Clarence Traneil Denmark (born September 29, 1985) is an American former professional football wide receiver who played seven seasons for the Winnipeg Blue Bombers of the Canadian Football League (CFL). Prior to his time in the CFL, Denmark was a member of the Jacksonville Jaguars of the National Football League (NFL). He played college football at Mississippi Delta Community College, Troy University, and Arkansas-Monticello.

==Professional career ==

=== Jacksonville Jaguars ===
Denmark was signed as an undrafted free agent by the Jacksonville Jaguars on August 2, 2009. Denmark, however, was waived on September 1, 2009. He was later signed to the practice squad on December 5, 2009. Denmark was signed as a free agent on January 5, 2010 and he spent the entire offseason with the team; however he was cut on September 4, 2010. On September 13, 2010, Denmark was signed to the practice squad, but subsequently waived five days later. On November 2, 2010, Denmark was once again added to the Jaguars' practice squad.

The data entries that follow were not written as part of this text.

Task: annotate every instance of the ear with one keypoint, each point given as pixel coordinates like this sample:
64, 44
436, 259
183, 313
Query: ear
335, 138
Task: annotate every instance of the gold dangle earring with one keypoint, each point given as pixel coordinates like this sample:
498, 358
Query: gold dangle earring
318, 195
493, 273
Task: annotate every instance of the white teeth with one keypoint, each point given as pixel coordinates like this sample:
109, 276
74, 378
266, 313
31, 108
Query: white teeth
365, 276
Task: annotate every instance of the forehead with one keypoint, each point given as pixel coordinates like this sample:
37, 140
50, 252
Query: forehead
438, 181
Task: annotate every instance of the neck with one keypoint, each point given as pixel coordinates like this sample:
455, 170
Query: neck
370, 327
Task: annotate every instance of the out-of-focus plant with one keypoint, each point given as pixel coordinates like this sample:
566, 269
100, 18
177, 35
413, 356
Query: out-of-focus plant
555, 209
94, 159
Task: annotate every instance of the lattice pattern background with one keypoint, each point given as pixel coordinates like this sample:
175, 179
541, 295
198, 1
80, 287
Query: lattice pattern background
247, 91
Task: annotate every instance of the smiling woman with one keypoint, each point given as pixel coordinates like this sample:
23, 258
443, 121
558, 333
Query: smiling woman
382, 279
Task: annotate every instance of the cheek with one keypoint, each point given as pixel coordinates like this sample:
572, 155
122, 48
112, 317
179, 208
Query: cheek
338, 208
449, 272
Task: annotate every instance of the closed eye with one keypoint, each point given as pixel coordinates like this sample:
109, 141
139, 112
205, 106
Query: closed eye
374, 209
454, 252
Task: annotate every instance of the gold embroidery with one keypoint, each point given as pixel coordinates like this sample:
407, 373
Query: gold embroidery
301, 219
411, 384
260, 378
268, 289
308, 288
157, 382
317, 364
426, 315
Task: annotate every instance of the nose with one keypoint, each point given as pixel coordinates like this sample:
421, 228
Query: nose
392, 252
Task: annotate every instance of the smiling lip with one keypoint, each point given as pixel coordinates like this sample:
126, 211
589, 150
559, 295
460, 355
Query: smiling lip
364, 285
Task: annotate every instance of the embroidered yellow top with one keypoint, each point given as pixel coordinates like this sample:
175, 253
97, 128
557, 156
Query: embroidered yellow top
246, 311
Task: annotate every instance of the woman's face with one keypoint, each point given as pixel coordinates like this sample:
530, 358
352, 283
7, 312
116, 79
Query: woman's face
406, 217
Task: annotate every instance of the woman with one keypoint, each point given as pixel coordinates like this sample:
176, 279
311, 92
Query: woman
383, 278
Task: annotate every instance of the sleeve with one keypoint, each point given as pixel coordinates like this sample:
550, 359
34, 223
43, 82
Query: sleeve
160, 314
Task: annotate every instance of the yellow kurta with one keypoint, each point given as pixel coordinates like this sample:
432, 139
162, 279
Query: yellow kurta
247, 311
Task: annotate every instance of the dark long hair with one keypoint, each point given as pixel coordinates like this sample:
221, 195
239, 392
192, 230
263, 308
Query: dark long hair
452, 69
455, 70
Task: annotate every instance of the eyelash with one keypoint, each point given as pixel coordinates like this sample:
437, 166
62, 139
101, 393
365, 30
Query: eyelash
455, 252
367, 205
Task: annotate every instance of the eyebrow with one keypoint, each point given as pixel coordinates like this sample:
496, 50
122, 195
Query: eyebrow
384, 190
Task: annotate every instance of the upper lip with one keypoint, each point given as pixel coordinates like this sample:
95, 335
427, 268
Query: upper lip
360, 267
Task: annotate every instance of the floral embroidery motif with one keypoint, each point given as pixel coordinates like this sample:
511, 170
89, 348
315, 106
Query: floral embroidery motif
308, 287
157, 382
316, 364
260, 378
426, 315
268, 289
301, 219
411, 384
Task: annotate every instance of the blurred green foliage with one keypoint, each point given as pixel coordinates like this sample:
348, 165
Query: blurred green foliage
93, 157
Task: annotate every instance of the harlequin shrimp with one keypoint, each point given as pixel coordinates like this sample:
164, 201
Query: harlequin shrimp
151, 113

=== Winnipeg Blue Bombers ===
On May 16, 2011, the Winnipeg Blue Bombers signed Denmark as an import player. Denmark had seven catches for 89 yards and a touchdown in Winnipeg's two pre-season games. Denmark made his first regular season start during Week 2 of the 2011 CFL season: He made four receptions for a total of 38 yards. He would finish his inaugural CFL season as the Bombers second best WR with 818 yards and 5 touchdowns. 2012 was a bit of a down season for Denmark, he only amassed 620 yards and 1 touchdown. He was the leading receiver for the Blue Bombers in both the 2013 and 2014 seasons. In 2013, he accumulated 900 receiving yards and 4 touchdowns, in 2014, he finished second in the league in receiving yards with 1,080 and added 3 touchdowns. His performance was recognized when he was named not only a CFL West All-Star, but a CFL All-Star. Denmark played in all 18 regular season games in this 5th season with the Bombers, catching 57 passes for 718 yards. He was released by the Blue Bombers on March 22, 2016.

=== Saskatchewan Roughriders ===
On May 13, 2016, Denmark signed with the Saskatchewan Roughriders. On June 19, 2016, he was released as part of the Roughriders final cuts.

=== Winnipeg Blue Bombers (II) ===
On July 31, 2016, Denmark was brought back by the Blue Bombers due to injuries to Winnipeg's regular starting receivers. His first game back with the Blue Bombers was a Week 7 victory over Hamilton, in which he recorded seven catches for 69 yards, including a touchdown. He finished the season with 53 catches for 705 yards and eight touchdowns in just 10 games played. In the following off-season, he entered free agency, but eventually re-signed with the Blue Bombers for a seventh season on February 17, 2017. He played in all 18 games in 2017, recording 58 catches for 608 receiving yards and seven touchdowns. In the following off-season, he was not offered another contract by the Blue Bombers and became a free agent.

==Personal life==
He resides in Jacksonville, Florida. He attended Robert E. Lee High School.